Proof of Theorem 3. 

In the crowd-sensing scheme based on multi-key homomorphic encryption, the perception platform only stores and homomorphically calculates the ciphertext $c_1,c_2,\cdots ,c_N$, but does not hold any user’s private key ${sk}_i$, so it is impossible to decrypt the ciphertext of a single user. The result $C_{sum}$ after homomorphic calculation is still encrypted, and the perception platform cannot deduce the plaintext data through calculation. The decryption of the aggregated ciphertext $C_{sum}$ requires the decryption shares the $p_i$ of all users and the private key ${sk}_D$ of the data requester. Only the data requester can decrypt and obtain the perception result.
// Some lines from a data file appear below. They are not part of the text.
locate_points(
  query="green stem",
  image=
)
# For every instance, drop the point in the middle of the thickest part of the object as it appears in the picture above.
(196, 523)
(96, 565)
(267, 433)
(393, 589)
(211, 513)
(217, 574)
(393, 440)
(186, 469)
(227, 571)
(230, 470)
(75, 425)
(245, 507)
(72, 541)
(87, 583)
Even if the perception platform obtains the aggregated ciphertext $C_{sum}$ and the decryption shares $p_1,p_2,\cdots ,p_N$, its calculation is as follows:

$$\begin{array}{c}{C}_{{sum}_0}+{\displaystyle \sum _{i=1}^N}{p}_i\left(modq\right)={\sum }_{i=1}^N{c}_0^i+{\sum }_{i=1}^N\left(s_i·c_1^i+e_i^{*}\right)\left(modq\right)\hfill \\ ={\sum }_{i=1}^N\left(v_i·\left({pk}_i+{pk}_D\right)+m_i+e_0^i\right)+{\sum }_{i=1}^N\left(s_i·\left(v_i·a_i+e_1^i\right)+e_i^{*}\right)\left(modq\right)\hfill \\ \approx {\sum }_{i=1}^N{m}_i+{\sum }_{i=1}^N{v}_i·{pk}_D\left(modq\right)\hfill \end{array}$$

In addition to the aggregated plaintext ${\sum }_{i=1}^N{m}_i$, the calculation result also contains the partial ciphertext ${\sum }_{i=1}^N{v}_i·{pk}_D\left(modq\right)$ encrypted by ${pk}_D$. Since the perception platform does not have the private key ${\sum }_{i=1}^N{v}_i·{pk}_D\left(modq\right)$ of the data requester, it cannot eliminate ${\sum }_{i=1}^N{v}_i·{pk}_D\left(modq\right)$ in the calculation result, so it is impossible to obtain the aggregated plaintext data through calculation. □

6. Conclusions

In multi-user scenarios, CRSs, as centralized public information, not only provide a basis for collaboration for participating users, but also simplify the process of key generation and management, so that the encrypted data of multiple users can be effectively operated in the same computing environment. However, the existence of CRSs weakens the ability of users to independently generate public keys, and it is difficult to achieve in decentralized systems or scenarios with low trust requirements. This section proposes a lattice-based multi-key homomorphic encryption scheme without CRSs, aiming to eliminate the dependence on public parameters and improve the system’s anti-attack capability. The proposed scheme not only solves the problems of privacy preservation and data security, but also maintains high efficiency and scalability in large-scale distributed systems. Multi-key full homomorphic encryption schemes will be our research direction in the future, for wider application.